Fian followed with an amused smile. For Patrick's peace of mind he pretended ignorance of what was going on.
"It's remote enough." The nearest house was a quarter mile away, on the Shaw estate. "Come on, Father! Let's see what it looks like inside."
"I'm glad you're making the best of this. I never gave you much happiness before the accident."
"You were all right. For our times. Anyway, it'll all get tiresome. It's a long time to wait."
"Have a good time while you can, then."
Fian's obsessive work on his communicator persisted for a full two decades. He was compelled, to all practical purposes, to create his own technology, and that was a challenge worthy of an Einstein. Patrick made an invaluable, if ignorant, assistant.
Fial, from Rochester, made it all possible.
Patrick's eventual disappearance finally murdered the little joy left in the working vacation.
There was nothing mysterious about it. He had found a woman interested in marrying and raising children. He hadn't the nerve to explain in person, so just left a note.
"And I taught him to read and write!" Fiala spat.
"He was a good Catholic man," her father replied. "His conscience got to bothering him. It had to happen someday. Be glad you got as much as you did."
Fiala would not be consoled. She had loved O'Driscol in the silly, romantic style of the time, and insisted that she was desolate. In a month, though, the hard-headed twenty-first century doctor returned and the decades with Patrick slipped into perspective. An amusing, diverting episode along the long road home. Nothing more.

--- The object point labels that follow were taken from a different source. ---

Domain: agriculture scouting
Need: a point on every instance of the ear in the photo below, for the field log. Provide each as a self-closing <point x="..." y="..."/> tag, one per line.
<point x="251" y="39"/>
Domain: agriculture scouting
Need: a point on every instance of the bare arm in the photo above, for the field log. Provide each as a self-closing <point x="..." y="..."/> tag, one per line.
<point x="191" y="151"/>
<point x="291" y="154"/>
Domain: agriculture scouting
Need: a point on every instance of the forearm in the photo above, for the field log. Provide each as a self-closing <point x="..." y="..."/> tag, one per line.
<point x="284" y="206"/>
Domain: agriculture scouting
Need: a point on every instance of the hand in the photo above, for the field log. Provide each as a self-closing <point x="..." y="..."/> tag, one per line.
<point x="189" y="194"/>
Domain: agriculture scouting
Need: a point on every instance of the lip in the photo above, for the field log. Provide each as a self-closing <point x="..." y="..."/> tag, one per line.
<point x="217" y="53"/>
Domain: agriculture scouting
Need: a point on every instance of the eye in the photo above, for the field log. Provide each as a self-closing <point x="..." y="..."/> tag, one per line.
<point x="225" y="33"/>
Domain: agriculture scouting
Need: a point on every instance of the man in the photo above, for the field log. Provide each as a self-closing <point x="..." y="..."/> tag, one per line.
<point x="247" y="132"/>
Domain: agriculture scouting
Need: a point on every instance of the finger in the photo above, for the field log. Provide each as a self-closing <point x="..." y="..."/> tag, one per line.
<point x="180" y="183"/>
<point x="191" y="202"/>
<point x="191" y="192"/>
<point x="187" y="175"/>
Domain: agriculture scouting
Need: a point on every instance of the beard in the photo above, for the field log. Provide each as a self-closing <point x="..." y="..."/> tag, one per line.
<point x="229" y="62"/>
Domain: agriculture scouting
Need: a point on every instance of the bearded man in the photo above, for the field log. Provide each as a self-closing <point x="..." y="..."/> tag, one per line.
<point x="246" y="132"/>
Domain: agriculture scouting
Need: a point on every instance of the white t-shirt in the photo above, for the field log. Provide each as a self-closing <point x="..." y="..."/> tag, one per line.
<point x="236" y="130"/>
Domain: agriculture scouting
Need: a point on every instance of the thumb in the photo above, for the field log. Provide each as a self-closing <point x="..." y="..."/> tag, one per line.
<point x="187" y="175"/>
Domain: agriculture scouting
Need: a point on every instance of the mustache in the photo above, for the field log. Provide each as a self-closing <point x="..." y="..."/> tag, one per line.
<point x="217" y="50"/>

The absence of the Irishman's perpetual optimism made itself felt in Fian's work immediately. Fian had never realized just how much donkey work there was. But he kept plugging for another two years.
"That's it!" he shouted disgustedly one morning. "There's no way to build the thing using tubes. I can't create a pure enough vacuum. It'll be another seventy years before I can go solid state. Fiala, I'm going home."
"Where?"
"Back to Prague. Just for a year or two. It's time those coins were replaced anyway. Fial can spare the money now."
The new land held no more excitement for Fiala, either. "I'll start packing. Are we going to sell the house?"
"No. I want you to stay. You'll be safe. Neulist could be prowling Europe like some vengeance-mad Wandering Jew. Damn. Wouldn't it have saved a lot of trouble if that bomb had killed him?"
The argument ran for days, but Fiala finally had to accept her fate, to remain behind.
Thus did the lonely years begin.
For one reason or another-his excuses always sounded good-Fian never got around to coming back. Eventually, Fiala resigned herself. He never would.
There was the occasional lover, when she encountered a man who, like Patrick, couldn't sense the difference about her. She tried making friends with the new people building nearby, but few of them were immune to her alienness.
The loneliness became unspeakable for one raised in the crowded communal life of the densely populated State. It was broken only by occasional letters from Fial or her father. And those, ultimately, only depressed her more, for their loneliness leaked through their cheerful words.
The past was indeed a foreign land.
Maybe the Christians were on the right track. There was a hell. And this was it.